姜雀走到院中,在眾人的注視下將那塊暗黃衣袍往地上一扔,隨後提起斷臂重重摁在布料上。
可恨,她至今日才明白,政治博弈本就是將九族性命拴在褲腰帶上的你死我活。
自她回京之日起,寧帝便沒有想過給她留活路,再不出手,身邊親近之人都會慘遭毒手。
既然皇家無情,那也休怪她當一回亂臣賊子。
她要寧帝歸天之時,身邊無一骨肉至親,她要這些皇親國戚只能聽見喪鐘,卻得不到關於傳位的隻字片語。
誰能當這大寧的天子,她說了算。
姜雀以臂為筆,以血為墨,寫自己入京以來的第一道軍令。
「木蘭軍入京第一令:圍皇城。」
「擅出入者。」
「斬!」
番外凡界篇34
軍令束在長槍上,高揚在大皇子府的屋頂。
「傳令下去,各部即刻拔營,朝皇城急近。」姜雀臉上血痕未乾,抬眼望向幽深的夜空,「封鎖皇城所有出入口,半刻鐘後,我要皇城變成一座死城。」
「謹遵軍令!」眾木蘭軍屈膝受命。
聚集著的眾奴僕早已嚇得面色慘白,不受控制地抖著腿跪下。
姜雀沒有為難他們,只抬眼去尋拂生和鳳棲,視線越過大開的朱門,想找的人沒尋見,卻先看見了門外那道清冽的身影。
戴著面具的無淵長身而立,如冰似霜,不知看了多久。
他身側,一道火紅的身影,戴著半張銀色面具,長睫下,一雙火焰般的赤瞳。
那人眼底閃過一絲笑意,轉頭對無淵說了句什麼。
姜雀沒有聽見,卻辨出他的口型:
「你的妻子,果真不同凡響。」
意識到他就是無淵今晚要等的赤儲神君,姜雀朝大門走去,滿身殺氣在這幾步路中緩緩散去。
「怎麼來了這裡?」她先停在無淵面前,將人上下看遍,確認沒有受傷,不自覺皺著的眉心才緩緩舒展。
「院外的木蘭軍待不住,我便也跟著過來。」都是跟著姜雀出生入死的將士,知道她去拼命根本不能安心守在小院。

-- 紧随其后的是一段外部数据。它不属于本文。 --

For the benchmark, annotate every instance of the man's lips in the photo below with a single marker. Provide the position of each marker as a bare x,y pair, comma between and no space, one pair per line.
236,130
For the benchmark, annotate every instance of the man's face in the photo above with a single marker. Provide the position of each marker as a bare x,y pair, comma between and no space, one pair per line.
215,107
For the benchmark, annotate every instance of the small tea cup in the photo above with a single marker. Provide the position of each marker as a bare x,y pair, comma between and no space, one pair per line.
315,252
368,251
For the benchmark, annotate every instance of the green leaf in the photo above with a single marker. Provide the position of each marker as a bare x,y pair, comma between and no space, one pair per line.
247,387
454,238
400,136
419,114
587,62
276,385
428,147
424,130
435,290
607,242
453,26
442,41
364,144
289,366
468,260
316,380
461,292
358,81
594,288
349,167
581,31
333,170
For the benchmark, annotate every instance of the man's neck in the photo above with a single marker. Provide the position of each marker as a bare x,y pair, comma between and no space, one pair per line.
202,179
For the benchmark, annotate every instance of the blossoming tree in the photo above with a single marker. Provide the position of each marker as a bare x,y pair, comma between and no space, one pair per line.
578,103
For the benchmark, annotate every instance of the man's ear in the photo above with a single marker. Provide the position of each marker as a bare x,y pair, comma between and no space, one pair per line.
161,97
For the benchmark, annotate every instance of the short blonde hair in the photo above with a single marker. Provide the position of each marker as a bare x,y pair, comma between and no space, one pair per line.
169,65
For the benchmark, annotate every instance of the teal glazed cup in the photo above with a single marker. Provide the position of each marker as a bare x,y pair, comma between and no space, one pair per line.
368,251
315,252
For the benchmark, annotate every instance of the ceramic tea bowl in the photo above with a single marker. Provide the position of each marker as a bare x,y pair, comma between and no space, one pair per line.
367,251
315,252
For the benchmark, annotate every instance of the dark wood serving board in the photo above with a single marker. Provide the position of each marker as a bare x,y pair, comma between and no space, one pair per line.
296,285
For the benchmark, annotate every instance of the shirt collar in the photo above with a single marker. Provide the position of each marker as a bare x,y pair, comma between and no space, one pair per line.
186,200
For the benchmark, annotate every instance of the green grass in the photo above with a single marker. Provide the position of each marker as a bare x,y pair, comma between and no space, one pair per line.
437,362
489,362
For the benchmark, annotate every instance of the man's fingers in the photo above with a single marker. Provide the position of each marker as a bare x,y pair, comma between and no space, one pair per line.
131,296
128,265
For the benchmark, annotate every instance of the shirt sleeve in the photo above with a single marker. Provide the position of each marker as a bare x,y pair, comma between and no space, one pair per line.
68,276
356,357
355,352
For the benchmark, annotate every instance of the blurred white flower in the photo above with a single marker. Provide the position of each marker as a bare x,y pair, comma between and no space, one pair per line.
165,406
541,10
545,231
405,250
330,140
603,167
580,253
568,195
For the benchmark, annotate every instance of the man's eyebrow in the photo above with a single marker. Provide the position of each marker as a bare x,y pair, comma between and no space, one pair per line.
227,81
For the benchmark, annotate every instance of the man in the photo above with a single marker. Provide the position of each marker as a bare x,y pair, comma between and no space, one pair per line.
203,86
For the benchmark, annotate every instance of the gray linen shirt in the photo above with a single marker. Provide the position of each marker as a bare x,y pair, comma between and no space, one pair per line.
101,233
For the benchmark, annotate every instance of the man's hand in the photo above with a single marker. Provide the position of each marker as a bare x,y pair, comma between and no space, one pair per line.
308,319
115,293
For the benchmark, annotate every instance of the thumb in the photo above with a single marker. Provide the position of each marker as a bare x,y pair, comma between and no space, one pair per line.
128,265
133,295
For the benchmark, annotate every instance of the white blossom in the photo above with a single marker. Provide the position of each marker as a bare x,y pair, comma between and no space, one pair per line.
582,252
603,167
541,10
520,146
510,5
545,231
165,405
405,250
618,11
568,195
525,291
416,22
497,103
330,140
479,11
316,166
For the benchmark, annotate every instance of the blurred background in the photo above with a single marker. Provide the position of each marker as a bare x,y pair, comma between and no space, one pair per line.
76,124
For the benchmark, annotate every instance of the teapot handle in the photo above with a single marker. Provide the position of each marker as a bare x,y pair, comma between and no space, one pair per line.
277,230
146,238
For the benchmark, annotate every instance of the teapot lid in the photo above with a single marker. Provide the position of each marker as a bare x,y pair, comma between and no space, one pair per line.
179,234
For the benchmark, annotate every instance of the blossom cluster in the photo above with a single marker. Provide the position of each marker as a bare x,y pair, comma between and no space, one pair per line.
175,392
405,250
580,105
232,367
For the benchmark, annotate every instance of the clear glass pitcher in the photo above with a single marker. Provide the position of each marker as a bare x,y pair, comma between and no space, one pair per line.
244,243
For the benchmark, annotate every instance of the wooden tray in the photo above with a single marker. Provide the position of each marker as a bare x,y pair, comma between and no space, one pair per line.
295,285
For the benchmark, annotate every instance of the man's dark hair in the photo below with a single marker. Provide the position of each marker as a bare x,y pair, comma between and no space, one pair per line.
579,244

「是她們待不住嗎?」一旁赤儲神君戲謔出聲,「我還以為是你放心不下要來看看。」
姜雀擦著臉上血痕,問得直截了當:「擔心我?」
「沒有。」無淵視線追著她的動作,冷著臉回了兩個字。
姜雀輕笑一聲,沒再多問,只道:「回去吧,這裡不安全。」
她看不清自己臉上的血漬,憑著感覺胡亂擦了幾下,頰側的鮮血不僅沒有擦淨,反拉出寬長的一道。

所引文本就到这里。